Business: The Economy

Breakthrough in euro chocolate war

British chocolate contains other vegetable fats

The British chocolate industry is looking forward to opening up a vast new market for its products, after the end of a 25-year wrangle over exports to the European Union.

EU ambassadors meeting in Brussels on Wednesday cleared the final obstacles to a deal which will allow the milk chocolate favoured in the UK and Ireland to be marketed in all 15 member states.

If the European Parliament approves the deal, high milk content chocolate bars with a vegetable fat content of up to 5% will be cleared for sale on the continent - as long as they are called "Family Milk Chocolate".

The row dates back to when Britain, Ireland and Denmark joined the EU in 1973 and were each granted an exemption from an EU ban on making chocolate from anything other than cocoa butter.

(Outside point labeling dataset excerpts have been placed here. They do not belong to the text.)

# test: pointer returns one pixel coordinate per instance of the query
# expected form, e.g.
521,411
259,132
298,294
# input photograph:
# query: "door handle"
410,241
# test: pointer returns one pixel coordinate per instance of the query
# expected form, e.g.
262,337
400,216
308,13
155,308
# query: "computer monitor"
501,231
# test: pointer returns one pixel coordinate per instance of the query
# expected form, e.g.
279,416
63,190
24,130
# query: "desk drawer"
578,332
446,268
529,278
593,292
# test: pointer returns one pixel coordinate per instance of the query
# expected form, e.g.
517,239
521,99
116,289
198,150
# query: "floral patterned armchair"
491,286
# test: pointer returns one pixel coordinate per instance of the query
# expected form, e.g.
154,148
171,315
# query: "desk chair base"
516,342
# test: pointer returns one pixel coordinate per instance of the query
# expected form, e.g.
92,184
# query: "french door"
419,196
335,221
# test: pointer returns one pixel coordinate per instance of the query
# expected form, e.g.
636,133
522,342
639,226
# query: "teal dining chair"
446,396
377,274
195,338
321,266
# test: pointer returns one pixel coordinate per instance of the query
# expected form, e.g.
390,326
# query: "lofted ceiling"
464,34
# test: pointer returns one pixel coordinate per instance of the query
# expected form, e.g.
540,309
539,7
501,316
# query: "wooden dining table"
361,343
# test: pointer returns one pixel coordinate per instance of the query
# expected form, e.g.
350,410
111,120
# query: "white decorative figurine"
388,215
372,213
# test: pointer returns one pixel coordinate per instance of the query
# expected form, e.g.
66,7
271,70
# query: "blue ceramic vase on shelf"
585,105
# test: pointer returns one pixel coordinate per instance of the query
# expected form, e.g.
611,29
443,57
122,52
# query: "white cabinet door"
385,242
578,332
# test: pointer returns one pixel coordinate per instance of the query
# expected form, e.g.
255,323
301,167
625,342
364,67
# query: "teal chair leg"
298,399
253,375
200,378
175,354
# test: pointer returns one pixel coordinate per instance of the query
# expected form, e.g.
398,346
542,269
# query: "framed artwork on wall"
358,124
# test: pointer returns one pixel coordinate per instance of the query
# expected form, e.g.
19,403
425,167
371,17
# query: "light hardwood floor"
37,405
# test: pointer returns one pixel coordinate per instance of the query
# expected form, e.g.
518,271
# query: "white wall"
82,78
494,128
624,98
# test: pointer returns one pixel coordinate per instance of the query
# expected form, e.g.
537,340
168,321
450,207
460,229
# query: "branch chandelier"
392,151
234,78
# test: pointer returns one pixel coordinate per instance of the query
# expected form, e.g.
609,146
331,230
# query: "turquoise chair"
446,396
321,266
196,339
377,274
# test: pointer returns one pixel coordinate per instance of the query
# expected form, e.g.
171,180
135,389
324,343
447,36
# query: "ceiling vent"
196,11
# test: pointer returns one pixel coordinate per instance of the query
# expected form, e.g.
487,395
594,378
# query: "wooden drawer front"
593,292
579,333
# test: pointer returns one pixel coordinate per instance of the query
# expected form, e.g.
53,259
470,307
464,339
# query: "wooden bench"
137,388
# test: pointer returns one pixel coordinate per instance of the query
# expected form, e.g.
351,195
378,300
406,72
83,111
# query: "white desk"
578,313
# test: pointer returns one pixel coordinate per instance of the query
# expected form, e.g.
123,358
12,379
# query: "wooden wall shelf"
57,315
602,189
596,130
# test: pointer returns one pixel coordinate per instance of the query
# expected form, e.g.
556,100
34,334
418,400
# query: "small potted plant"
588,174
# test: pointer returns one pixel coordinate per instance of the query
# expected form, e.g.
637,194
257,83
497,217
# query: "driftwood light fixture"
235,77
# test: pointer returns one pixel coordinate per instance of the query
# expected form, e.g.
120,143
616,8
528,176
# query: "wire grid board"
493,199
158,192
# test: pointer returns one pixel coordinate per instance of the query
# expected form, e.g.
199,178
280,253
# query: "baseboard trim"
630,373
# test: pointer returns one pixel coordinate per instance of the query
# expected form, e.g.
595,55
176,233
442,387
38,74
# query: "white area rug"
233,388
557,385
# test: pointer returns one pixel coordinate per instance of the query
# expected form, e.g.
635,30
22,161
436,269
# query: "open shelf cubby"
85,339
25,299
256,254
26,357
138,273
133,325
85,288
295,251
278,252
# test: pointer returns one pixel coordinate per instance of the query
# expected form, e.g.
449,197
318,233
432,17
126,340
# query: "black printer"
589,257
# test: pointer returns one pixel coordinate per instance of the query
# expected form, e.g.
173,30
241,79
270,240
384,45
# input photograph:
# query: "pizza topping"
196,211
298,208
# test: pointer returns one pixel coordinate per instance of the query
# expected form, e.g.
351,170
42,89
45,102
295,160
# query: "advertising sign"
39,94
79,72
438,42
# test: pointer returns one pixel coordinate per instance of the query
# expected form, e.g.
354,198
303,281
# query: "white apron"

Sweet UK-style milk chocolate has always been considered inferior on the continent, and eight EU countries only recognise chocolate made purely with cocoa butter as the real thing.

They effectively block imports on the grounds that the UK product is not "real" chocolate.

Opposition melts

After last night's agreement, an updated directive will oblige all EU countries to accept all chocolate, as long as the vegetable fat content does not exceed 5% of the finished product and is clearly set out on the label.

Meanwhile, British milk chocolate can continue to be called "milk chocolate" on the home market, but will have to be labelled "family milk chocolate" if exported to the rest of the EU.

The arrangement has been accepted by the UK industry, anxious to widen a chocolate confectionary market which was worth £3.66bn in Britain alone last year.

Wednesday's breakthrough involved settlement of a dispute between some EU governments and the Commission over who has power to make future changes to the directive on flavourings and chocolate fillings.

Belgium, traditional European home of chocolate and a staunch opponent of anything less than the pure cocoa-butter product, still intends opposing the new deal.

But even with Dutch support and the abstention of Luxembourg, a qualified majority will push it through later this year.

The Department of Trade said the deal would allow "all the different chocolate-making traditions in the EU to coexist in a harmonised market".